The effects of EGCG on the activation of MAPK members in selected cell lines have also been reported. It was shown that treatment with EGCG inhibited the ultraviolet-B-induced activation of p38-MAPK in the human keratinocyte cell line (29), whereas other studies showed have shown that EGCG activated all three MAPK families including the extracellular signal-regulated kinase (ERK1/2), JNK, and p38 in HeLa cells (30). In vascular smooth muscle cells, EGCG inhibited the platelet-derived growth factor-β-induced activation of ERK1/2 in a dose-dependent manner (15). In addition, EGCG selectively inhibited the interleukin-1β-induced activation of JNK, but not ERK1/2 or p38 MAPK, in human osteoarthritis chondrocytes (31). Thus, it appears that the MAPK-activating or inhibitory effects of EGCG may be stimulus- and/or cell type-dependent (13).

EGCG has been studied to make use of its biological effects including anti-oxidant, anti-proliferative, anti-cancer (7-9), and anti-bacterial activities (10-12). Interestingly, EGCG has the potency to inhibit production and/or release of Stx from EHEC cells (32). In this study, we examined the effect of EGCG on Gb3 production and its mechanism of action in regulating the MAPKs and NF-κB pathways in HT29 cells. We observed that the pretreatment of EGCG resulted in the inhibition of TNF-α-mediated MAPK phosphorylation and NF-κB activation.
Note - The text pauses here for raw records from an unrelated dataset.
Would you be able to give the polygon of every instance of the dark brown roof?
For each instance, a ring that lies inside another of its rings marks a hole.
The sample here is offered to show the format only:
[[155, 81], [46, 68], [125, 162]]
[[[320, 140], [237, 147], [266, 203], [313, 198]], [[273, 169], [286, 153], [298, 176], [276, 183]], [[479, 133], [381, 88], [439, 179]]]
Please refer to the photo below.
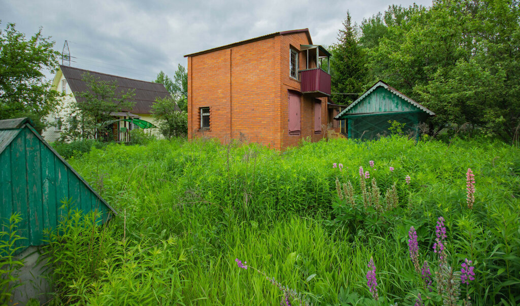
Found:
[[[161, 84], [112, 75], [70, 66], [60, 65], [60, 69], [76, 99], [78, 99], [76, 94], [88, 90], [86, 83], [82, 79], [83, 74], [86, 73], [90, 73], [101, 81], [110, 82], [115, 81], [119, 90], [119, 92], [116, 92], [116, 95], [122, 91], [126, 92], [128, 89], [134, 89], [135, 96], [132, 100], [135, 101], [135, 105], [131, 110], [125, 110], [133, 113], [150, 114], [152, 104], [155, 102], [156, 98], [171, 97], [164, 85]], [[176, 108], [177, 108], [178, 107]], [[180, 110], [179, 109], [178, 110]]]
[[309, 43], [312, 45], [313, 40], [310, 38], [310, 33], [309, 33], [309, 29], [308, 28], [302, 29], [300, 30], [293, 30], [291, 31], [284, 31], [283, 32], [277, 32], [276, 33], [272, 33], [271, 34], [268, 34], [267, 35], [265, 35], [261, 36], [258, 36], [257, 37], [255, 37], [254, 38], [251, 38], [249, 39], [246, 39], [245, 41], [242, 41], [241, 42], [238, 42], [237, 43], [233, 43], [232, 44], [229, 44], [229, 45], [226, 45], [225, 46], [222, 46], [220, 47], [217, 47], [216, 48], [213, 48], [213, 49], [209, 49], [205, 51], [201, 51], [200, 52], [196, 52], [195, 53], [192, 53], [191, 54], [187, 54], [184, 56], [184, 57], [189, 57], [191, 56], [196, 56], [197, 55], [200, 55], [201, 54], [204, 54], [205, 53], [210, 53], [210, 52], [214, 52], [215, 51], [218, 51], [219, 50], [224, 50], [224, 49], [227, 49], [228, 48], [231, 48], [232, 47], [236, 47], [237, 46], [240, 46], [241, 45], [245, 45], [246, 44], [249, 44], [250, 43], [252, 43], [253, 42], [257, 42], [258, 41], [262, 41], [264, 39], [267, 39], [267, 38], [271, 38], [275, 36], [287, 35], [289, 34], [293, 34], [297, 33], [305, 33], [307, 34], [307, 37], [309, 38]]

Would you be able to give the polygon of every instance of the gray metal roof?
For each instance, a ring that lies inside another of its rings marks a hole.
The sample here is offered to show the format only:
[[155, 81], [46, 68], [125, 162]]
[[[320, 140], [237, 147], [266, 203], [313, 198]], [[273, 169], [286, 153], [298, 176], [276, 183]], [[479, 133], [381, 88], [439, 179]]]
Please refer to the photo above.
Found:
[[195, 53], [192, 53], [190, 54], [187, 54], [186, 55], [184, 56], [184, 57], [190, 57], [192, 56], [196, 56], [197, 55], [200, 55], [201, 54], [204, 54], [206, 53], [210, 53], [210, 52], [214, 52], [215, 51], [218, 51], [219, 50], [224, 50], [224, 49], [227, 49], [228, 48], [236, 47], [237, 46], [240, 46], [241, 45], [245, 45], [246, 44], [249, 44], [250, 43], [252, 43], [253, 42], [257, 42], [258, 41], [267, 39], [267, 38], [271, 38], [272, 37], [277, 36], [287, 35], [289, 34], [297, 33], [305, 33], [307, 35], [307, 37], [308, 38], [309, 42], [311, 44], [313, 43], [313, 40], [310, 38], [310, 33], [309, 33], [309, 29], [306, 28], [305, 29], [302, 29], [300, 30], [293, 30], [291, 31], [284, 31], [282, 32], [277, 32], [276, 33], [272, 33], [271, 34], [268, 34], [267, 35], [258, 36], [257, 37], [255, 37], [254, 38], [250, 38], [249, 39], [246, 39], [245, 41], [242, 41], [240, 42], [237, 42], [236, 43], [233, 43], [232, 44], [225, 45], [224, 46], [221, 46], [220, 47], [217, 47], [216, 48], [209, 49], [207, 50], [205, 50], [204, 51], [196, 52]]
[[337, 115], [336, 115], [334, 117], [334, 119], [339, 119], [340, 117], [341, 117], [343, 115], [346, 114], [347, 113], [347, 112], [349, 110], [351, 109], [356, 104], [357, 104], [357, 103], [358, 103], [360, 102], [361, 102], [361, 101], [362, 101], [363, 99], [365, 99], [365, 98], [366, 98], [372, 91], [373, 91], [374, 90], [375, 90], [376, 88], [377, 88], [378, 87], [382, 87], [384, 88], [385, 89], [386, 89], [388, 91], [390, 91], [392, 94], [394, 94], [394, 95], [397, 96], [398, 97], [399, 97], [399, 98], [402, 99], [403, 100], [404, 100], [406, 102], [408, 102], [408, 103], [409, 103], [413, 105], [413, 106], [415, 107], [418, 109], [420, 109], [420, 110], [422, 110], [422, 111], [426, 112], [428, 115], [430, 115], [431, 116], [435, 116], [435, 113], [434, 113], [433, 112], [432, 112], [432, 111], [428, 110], [428, 109], [427, 109], [425, 107], [423, 107], [423, 105], [421, 105], [419, 103], [417, 103], [417, 102], [415, 102], [413, 100], [412, 100], [411, 99], [410, 99], [410, 98], [407, 97], [406, 96], [405, 96], [405, 95], [403, 94], [402, 92], [401, 92], [399, 90], [396, 89], [395, 88], [392, 87], [392, 86], [391, 86], [390, 85], [389, 85], [385, 83], [385, 82], [383, 82], [382, 81], [379, 80], [376, 83], [375, 83], [375, 84], [374, 86], [372, 86], [372, 87], [371, 87], [370, 89], [369, 89], [369, 90], [367, 90], [366, 91], [365, 91], [365, 94], [363, 94], [361, 96], [361, 97], [360, 97], [359, 98], [358, 98], [356, 100], [356, 101], [353, 102], [350, 105], [349, 105], [348, 107], [347, 107], [347, 108], [345, 109], [341, 113], [340, 113], [339, 114], [338, 114]]
[[[159, 83], [128, 78], [70, 66], [60, 65], [60, 69], [75, 98], [79, 101], [81, 101], [81, 99], [79, 99], [77, 94], [88, 90], [88, 86], [83, 80], [83, 74], [87, 73], [102, 81], [109, 82], [115, 81], [118, 85], [116, 95], [134, 89], [135, 96], [132, 100], [135, 101], [135, 105], [131, 110], [125, 110], [127, 111], [139, 114], [150, 114], [152, 105], [155, 102], [155, 98], [162, 99], [171, 96], [164, 87], [164, 85]], [[180, 110], [177, 105], [175, 109], [176, 110]]]

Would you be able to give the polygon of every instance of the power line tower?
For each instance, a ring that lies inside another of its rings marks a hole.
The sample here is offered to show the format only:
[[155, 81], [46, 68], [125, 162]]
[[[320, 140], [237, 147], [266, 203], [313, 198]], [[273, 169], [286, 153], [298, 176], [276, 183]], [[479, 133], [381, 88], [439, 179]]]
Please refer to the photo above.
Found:
[[69, 50], [69, 43], [65, 41], [63, 44], [63, 49], [61, 51], [61, 64], [64, 65], [70, 65], [70, 50]]

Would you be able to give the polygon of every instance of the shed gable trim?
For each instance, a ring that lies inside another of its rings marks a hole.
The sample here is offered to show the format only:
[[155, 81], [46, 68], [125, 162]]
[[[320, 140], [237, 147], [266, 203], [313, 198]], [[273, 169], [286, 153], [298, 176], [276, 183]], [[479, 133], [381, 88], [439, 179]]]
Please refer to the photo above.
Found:
[[346, 109], [343, 110], [343, 111], [342, 111], [341, 113], [336, 115], [336, 116], [334, 117], [334, 118], [336, 119], [341, 119], [342, 117], [344, 117], [345, 116], [347, 115], [347, 113], [348, 112], [349, 110], [352, 109], [352, 108], [354, 108], [354, 107], [355, 107], [356, 104], [357, 104], [360, 102], [365, 99], [365, 98], [366, 98], [367, 96], [368, 96], [368, 95], [369, 95], [370, 94], [371, 94], [372, 91], [373, 91], [376, 88], [380, 87], [385, 88], [388, 91], [395, 95], [397, 97], [399, 97], [402, 100], [413, 105], [418, 109], [427, 113], [428, 115], [431, 116], [434, 116], [435, 115], [435, 113], [432, 112], [432, 111], [428, 110], [426, 108], [417, 103], [417, 102], [410, 99], [410, 98], [407, 97], [406, 96], [405, 96], [402, 93], [399, 92], [398, 90], [390, 86], [389, 85], [388, 85], [385, 82], [383, 82], [382, 81], [380, 80], [376, 83], [375, 83], [375, 84], [374, 86], [371, 87], [370, 89], [367, 90], [365, 92], [365, 94], [363, 94], [363, 95], [362, 95], [361, 97], [358, 98], [356, 100], [356, 101], [352, 102], [350, 105], [347, 107]]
Also, TNF-α has been known to increase the transcription of CGT and GalT2,6 enzymes (23) that are related to the Gb3 production pathway in eukaryotic cells. The promoters of these three enzymes contain an NF-κB-recognition site (25). EGCG also decreased the enzymes related to the Gb3 synthesis pathway via the transcription level regulation of NF-κB activation. Based on our results, we proposed a hypothetical scheme explaining EGCG actions on Gb3 production in Fig. 8.

Fig. 8

TNF-α enhanced Gb3 content through MAPK phosphorylation and NF-κB activation, and that then the transcription factor of NF-κB induced the activity of all of the three enzymes involved in Gb3 glycosphingolipid precursor synthesis. EGCG suppresses Gb3 expression in a TNF-α stimulated HT-29 cells via inhibition of NF-κB. TRADD, TNF receptor-associated death domain; RIP, Receptor-interacting protein

Taken together, our data clearly indicates that EGCG inhibits TNF-α-mediated Gb3 synthesis by blocking both the MAPKs and the NF-κB pathways in HT29 cells. Thus, it is plausible to propose that EGCG regulates the Gb3 expression of host colonic cells in situ and that consumption of EGCG may alter the interaction of Stx family toxins with the mucosa and reduce disease expression in humans, especially during seasonal food-poisoning periods.